Мы остановились на несколько дней в Танжере, затем отправились в Фес, где Пола ждал его юный друг — Ахмед. С фантастическими трудностями нам пришлось столкнуться на границе испанского Марокко. Боулзы никогда не путешествовали без дюжины предметов багажа. А на таможне каждую единицу багажа надо было снять и предъявить для маниакально-тщательного контроля. Мы проехали сквозь страшную грозу, потом — сквозь бурю. Еще пока мы были в здании таможни, один из нас заметил, что тормоза нашего родмастера не держат, и что он все быстрее катится назад по направлению к глубокому оврагу.
Малыш Фрэнки выскочил и остановил машину, когда она уже готова была рухнуть. Он проявил присущую ему смелость — которой ему всегда было не занимать. Тем не менее, на таможне нас не хотели пропускать и попытались конфисковать мою пишущую машинку и несколько предметов багажа Пола. Нам пришлось вернуться в Танжер (отель «Рембрандт»).
К счастью, в Танжере у меня нашлись друзья-журналисты, они быстро обзвонили все пограничные посты между Танжером и Фесом и сообщили, что мимо них завтра проедет несколько высокопоставленных американцев.
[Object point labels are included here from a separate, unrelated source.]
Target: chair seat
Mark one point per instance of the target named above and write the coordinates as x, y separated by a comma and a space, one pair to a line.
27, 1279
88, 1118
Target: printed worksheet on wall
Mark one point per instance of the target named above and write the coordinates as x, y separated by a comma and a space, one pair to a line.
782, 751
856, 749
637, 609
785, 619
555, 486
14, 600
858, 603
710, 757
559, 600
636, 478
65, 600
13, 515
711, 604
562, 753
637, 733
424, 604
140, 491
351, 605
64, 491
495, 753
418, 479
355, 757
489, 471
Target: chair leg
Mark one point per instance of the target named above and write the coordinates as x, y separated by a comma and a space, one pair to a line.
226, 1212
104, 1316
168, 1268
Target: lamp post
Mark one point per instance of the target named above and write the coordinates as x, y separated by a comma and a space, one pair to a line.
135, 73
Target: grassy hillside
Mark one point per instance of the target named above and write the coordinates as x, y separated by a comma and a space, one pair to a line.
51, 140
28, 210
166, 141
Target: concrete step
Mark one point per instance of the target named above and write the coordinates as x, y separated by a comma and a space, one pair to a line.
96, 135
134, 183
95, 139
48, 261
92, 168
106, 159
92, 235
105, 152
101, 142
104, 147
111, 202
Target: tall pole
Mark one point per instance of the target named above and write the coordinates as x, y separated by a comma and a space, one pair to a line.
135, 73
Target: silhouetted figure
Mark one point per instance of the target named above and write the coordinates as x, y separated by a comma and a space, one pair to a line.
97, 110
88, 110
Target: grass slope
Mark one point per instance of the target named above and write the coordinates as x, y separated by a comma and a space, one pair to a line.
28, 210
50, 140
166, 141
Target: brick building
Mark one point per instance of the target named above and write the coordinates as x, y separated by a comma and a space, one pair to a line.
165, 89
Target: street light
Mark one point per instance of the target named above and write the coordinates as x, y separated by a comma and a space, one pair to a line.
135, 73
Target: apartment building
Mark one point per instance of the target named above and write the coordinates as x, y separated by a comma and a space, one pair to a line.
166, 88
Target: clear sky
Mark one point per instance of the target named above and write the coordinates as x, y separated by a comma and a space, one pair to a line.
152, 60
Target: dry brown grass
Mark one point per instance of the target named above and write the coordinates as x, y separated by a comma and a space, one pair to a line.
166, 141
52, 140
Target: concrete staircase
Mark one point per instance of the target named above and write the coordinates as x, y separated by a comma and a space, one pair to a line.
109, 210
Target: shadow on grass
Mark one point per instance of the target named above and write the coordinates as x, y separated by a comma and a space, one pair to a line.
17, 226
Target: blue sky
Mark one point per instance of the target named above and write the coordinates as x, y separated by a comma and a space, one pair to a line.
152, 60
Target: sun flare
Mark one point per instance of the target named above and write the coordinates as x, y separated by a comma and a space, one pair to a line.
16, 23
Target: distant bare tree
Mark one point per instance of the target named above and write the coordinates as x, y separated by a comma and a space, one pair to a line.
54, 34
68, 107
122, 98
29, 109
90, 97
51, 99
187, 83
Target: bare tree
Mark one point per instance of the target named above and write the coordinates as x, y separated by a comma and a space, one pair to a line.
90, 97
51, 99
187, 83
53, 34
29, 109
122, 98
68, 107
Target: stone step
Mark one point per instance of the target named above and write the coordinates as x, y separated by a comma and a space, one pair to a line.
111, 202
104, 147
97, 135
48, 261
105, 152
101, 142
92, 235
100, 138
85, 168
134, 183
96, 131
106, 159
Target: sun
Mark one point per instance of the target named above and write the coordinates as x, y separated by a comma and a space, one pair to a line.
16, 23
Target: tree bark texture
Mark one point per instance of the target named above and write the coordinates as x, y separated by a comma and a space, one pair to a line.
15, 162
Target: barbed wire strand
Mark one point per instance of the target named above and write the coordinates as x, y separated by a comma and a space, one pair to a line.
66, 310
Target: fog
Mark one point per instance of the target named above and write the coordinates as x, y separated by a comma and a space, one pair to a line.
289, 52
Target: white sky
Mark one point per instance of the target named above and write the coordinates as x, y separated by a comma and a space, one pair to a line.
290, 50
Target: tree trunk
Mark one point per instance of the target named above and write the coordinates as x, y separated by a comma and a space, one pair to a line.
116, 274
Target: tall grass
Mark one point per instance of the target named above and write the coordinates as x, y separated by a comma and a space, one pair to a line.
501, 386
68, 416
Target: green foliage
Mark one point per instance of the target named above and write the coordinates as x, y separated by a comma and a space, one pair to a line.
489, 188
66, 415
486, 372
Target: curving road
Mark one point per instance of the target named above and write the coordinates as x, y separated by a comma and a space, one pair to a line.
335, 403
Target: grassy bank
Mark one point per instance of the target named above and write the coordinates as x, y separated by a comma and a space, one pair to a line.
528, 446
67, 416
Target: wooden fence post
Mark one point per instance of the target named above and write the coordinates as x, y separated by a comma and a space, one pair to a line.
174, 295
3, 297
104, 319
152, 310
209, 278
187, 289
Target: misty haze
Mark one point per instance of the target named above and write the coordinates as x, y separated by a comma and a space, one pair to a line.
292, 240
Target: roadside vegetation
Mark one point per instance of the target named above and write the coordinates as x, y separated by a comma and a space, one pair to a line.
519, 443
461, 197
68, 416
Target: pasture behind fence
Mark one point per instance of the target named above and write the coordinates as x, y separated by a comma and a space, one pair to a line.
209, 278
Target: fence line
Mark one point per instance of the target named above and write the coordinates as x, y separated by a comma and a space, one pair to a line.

Мы снова выехали, и на каждом посту нам махали руками, не подвергая никакой проверке.
Мы прибыли в Фес, в отель «Jamais», перед самым наступлением темноты. В почте, которая ждала нас, была телеграмма, повергшая меня в уныние. В ней сообщалось, что «Лето и дым» вот-вот закроется из-за падения посещаемости, которое всегда наблюдается на Бродвее перед Рождеством. Я подозревал, однако, что Рождество или не Рождество, но спектакль все равно долго не протянет.
Отель «Jamais» — один из самых очаровательных в мире. Когда-то он был дворцом султана, и вся его обстановка осталась в оригинальном стиле. Прямо рядом с ним высилась башня мечети, на балконе которой каждый час всю ночь очень нежно пели Коран.
Но я не мог стряхнуть с себя уныния из-за судьбы «Лета и дыма». Фес мне понравился не больше, чем Танжер, и я настоял, чтобы мы с Фрэнки отправились в Касабланку, сели там на корабль до Марселя, откуда могли бы свернуть в Рим.
У Фрэнки испортилось настроение, и мы по дороге в Касабланку чуть не поссорились. Корабль до Марселя был ужасным, еда — плохая, пассажиры — неприятные и шумные.
Мне кажется, до Марселя мы добирались целых три дня. Как только мы достигли Италии, к Фрэнки вернулся его мягкий юмор, ко мне — тоже.